Manchmal bin ich einfach müde. Müde vom Alltag. Manchmal bin ich einfach kaputt. Kaputt vom Denken und arbeiten. Manchmal fühle ich mich schlapp. Schlapp von all dem „zu viel am Tag“. Manchmal bin ich wirklich müde. So müde, dass ich nicht aufstehen möchte. Und ich bin vielleicht auch so müde, dass ich mich nicht bewegen mag. Eigentlich kann ich es auch gar nicht. Doch ich muss. Aber ich bin müde. Müde von der Arbeit. Und müde von all dem drumherum. Ich bin so müde, dass ich nicht mal schreiben mag. Oder lesen, obwohl mich so vieles interessiert. Manchmal bin ich auch einfach frustriert. Frustriert, weil ich kaum Zeit für das habe, was mich interessiert. Und dann verliert es das Interesse. Mein Interesse – weil ich müde bin.

Manchmal bin ich einfach müde. Müde vom Alltag. Und ich möchte den Alltag ausschalten. Alles in mir schreit nach Stille und Langeweile. So langweilig, dass ich wirklich nichts tue und meine Müdigkeit genießen kann. Und dann bin ich plötzlich wach. So wach, dass ich mich erschrecke. Ich erschrecke mich, weil ich die Melancholie spüre, die mich wieder ereilen möchte. So schnell, dass ich aufpassen muss, nicht den Halt zu verlieren.

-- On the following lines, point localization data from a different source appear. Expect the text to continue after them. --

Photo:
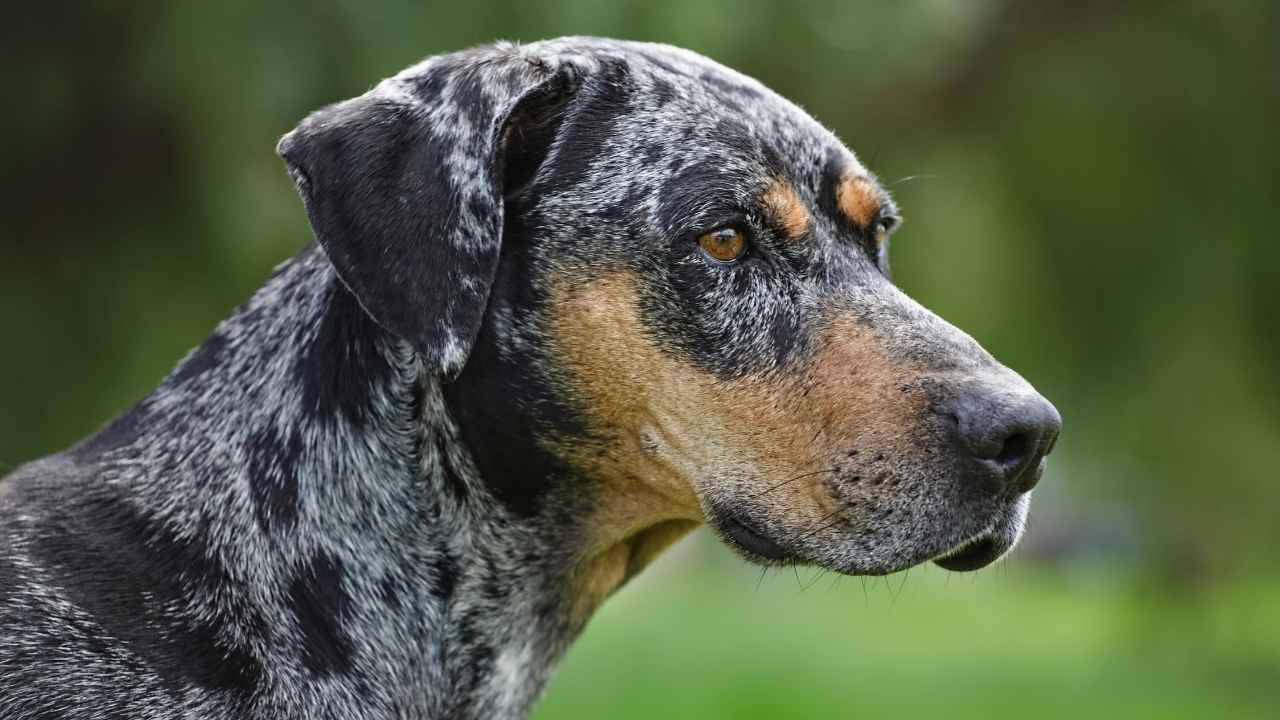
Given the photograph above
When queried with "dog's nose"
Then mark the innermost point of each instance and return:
(1006, 434)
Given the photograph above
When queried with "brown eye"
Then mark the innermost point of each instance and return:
(725, 244)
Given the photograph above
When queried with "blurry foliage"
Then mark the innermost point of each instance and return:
(1091, 190)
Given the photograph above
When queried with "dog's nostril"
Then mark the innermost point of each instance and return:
(1013, 451)
(1005, 437)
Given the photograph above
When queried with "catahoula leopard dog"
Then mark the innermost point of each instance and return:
(566, 302)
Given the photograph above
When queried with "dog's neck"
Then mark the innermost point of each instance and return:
(310, 464)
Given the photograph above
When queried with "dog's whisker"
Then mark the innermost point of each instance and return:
(767, 491)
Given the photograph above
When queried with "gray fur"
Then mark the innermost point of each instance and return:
(296, 523)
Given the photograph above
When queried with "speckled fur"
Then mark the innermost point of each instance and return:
(382, 490)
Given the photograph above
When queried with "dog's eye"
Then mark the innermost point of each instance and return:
(725, 245)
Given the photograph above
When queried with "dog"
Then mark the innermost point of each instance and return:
(566, 302)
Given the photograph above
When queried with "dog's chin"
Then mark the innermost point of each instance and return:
(990, 545)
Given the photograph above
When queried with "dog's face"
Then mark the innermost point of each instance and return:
(693, 318)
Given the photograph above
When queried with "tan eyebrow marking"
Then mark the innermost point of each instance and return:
(859, 199)
(786, 209)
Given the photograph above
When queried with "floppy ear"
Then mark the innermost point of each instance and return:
(403, 187)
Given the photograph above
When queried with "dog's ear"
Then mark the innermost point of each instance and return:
(405, 185)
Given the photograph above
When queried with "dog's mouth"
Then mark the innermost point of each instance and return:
(750, 540)
(979, 547)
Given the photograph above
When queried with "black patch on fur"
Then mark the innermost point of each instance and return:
(503, 400)
(161, 595)
(452, 481)
(344, 361)
(273, 477)
(443, 575)
(321, 606)
(600, 105)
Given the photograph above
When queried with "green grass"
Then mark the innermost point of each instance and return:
(698, 638)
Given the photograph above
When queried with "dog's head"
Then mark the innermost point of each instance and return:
(659, 291)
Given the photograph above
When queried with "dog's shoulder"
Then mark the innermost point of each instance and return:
(86, 598)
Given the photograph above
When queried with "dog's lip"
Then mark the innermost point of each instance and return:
(750, 540)
(972, 554)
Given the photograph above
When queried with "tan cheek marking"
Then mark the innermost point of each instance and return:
(859, 200)
(787, 210)
(670, 425)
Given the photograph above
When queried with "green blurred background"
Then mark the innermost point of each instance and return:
(1091, 190)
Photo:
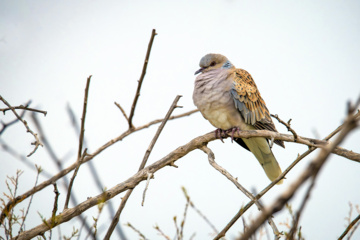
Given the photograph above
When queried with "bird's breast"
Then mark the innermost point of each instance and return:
(212, 97)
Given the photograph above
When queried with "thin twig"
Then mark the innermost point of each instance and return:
(142, 165)
(297, 160)
(94, 172)
(182, 224)
(81, 141)
(59, 165)
(37, 142)
(53, 215)
(63, 172)
(137, 94)
(146, 187)
(162, 233)
(351, 225)
(122, 110)
(287, 125)
(22, 158)
(66, 206)
(5, 125)
(199, 212)
(211, 158)
(24, 108)
(39, 170)
(312, 170)
(136, 230)
(301, 209)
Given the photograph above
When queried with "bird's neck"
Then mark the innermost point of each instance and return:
(227, 65)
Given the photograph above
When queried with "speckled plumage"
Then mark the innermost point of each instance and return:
(228, 97)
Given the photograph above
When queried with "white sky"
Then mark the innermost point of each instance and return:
(303, 55)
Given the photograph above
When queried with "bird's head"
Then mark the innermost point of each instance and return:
(213, 61)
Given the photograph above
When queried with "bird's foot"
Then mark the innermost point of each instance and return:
(219, 134)
(232, 131)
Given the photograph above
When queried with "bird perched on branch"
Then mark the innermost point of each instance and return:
(229, 99)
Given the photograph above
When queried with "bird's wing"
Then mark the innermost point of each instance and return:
(248, 101)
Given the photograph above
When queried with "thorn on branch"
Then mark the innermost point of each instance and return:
(150, 175)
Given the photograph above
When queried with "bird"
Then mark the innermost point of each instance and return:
(229, 99)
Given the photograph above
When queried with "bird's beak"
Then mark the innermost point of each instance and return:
(199, 71)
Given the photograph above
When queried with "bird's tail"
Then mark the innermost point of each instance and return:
(261, 149)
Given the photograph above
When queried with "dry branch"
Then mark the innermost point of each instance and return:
(211, 158)
(81, 141)
(137, 94)
(351, 225)
(297, 160)
(142, 165)
(311, 171)
(37, 142)
(63, 172)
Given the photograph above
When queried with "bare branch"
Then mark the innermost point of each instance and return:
(136, 230)
(24, 108)
(351, 225)
(63, 172)
(302, 206)
(287, 125)
(53, 216)
(37, 142)
(312, 170)
(146, 187)
(137, 94)
(78, 163)
(5, 125)
(142, 165)
(211, 158)
(199, 212)
(122, 110)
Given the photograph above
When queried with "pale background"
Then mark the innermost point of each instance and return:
(303, 55)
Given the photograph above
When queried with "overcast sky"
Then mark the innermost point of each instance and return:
(303, 55)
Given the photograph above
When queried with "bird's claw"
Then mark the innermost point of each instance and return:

Nun bin ich also wach. Und eigentlich auch müde. Ich möchte etwas machen, aber ich fühle mich kaputt. Alles dreht sich dabei und ich verschwende Zeit. Zeit, die ich eigentlich nicht habe, denn ich möchte mich ja interessieren. Ich kann mich aber auch nur interessieren, wenn ich die Zeit nutze und nicht vergeude. Und so bin ich eben halt doch wieder müde.

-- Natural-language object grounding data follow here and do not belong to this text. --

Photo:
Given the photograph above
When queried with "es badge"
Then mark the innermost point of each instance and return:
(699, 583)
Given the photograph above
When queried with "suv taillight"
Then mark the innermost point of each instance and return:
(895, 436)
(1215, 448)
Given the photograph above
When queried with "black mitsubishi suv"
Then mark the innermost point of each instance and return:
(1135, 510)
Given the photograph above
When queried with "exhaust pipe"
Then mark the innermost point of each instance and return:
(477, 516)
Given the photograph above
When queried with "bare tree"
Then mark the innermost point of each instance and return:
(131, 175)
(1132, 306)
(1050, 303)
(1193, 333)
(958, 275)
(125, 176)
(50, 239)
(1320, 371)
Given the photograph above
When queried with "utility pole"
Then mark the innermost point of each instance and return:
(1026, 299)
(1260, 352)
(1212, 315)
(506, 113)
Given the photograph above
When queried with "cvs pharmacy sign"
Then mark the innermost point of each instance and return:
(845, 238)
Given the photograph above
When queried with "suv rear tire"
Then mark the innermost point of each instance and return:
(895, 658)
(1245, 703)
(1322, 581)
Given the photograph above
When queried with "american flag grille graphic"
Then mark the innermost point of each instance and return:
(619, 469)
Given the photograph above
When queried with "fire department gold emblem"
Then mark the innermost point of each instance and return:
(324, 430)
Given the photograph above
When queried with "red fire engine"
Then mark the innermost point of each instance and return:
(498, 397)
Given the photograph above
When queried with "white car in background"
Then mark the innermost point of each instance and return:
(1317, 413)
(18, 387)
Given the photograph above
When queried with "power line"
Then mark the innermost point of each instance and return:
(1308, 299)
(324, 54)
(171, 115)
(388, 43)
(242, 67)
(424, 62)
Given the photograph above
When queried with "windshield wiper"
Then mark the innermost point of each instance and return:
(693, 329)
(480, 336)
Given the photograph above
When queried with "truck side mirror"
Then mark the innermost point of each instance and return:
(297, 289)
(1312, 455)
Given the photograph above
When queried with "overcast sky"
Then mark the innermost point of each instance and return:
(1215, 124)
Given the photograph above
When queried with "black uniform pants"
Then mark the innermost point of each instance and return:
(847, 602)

Manchmal bin ich einfach müde. Von all dem Denken. Von all dem Gegensteuern. Von all dem „selbst überreden müssen“. Von all … nun, ich bin müde. Auch dazu. Und die Stille? Wird zu laut, wenn es langweilig und ruhig ist. Also stehe ich doch wieder auf, um nicht mehr müde zu sein.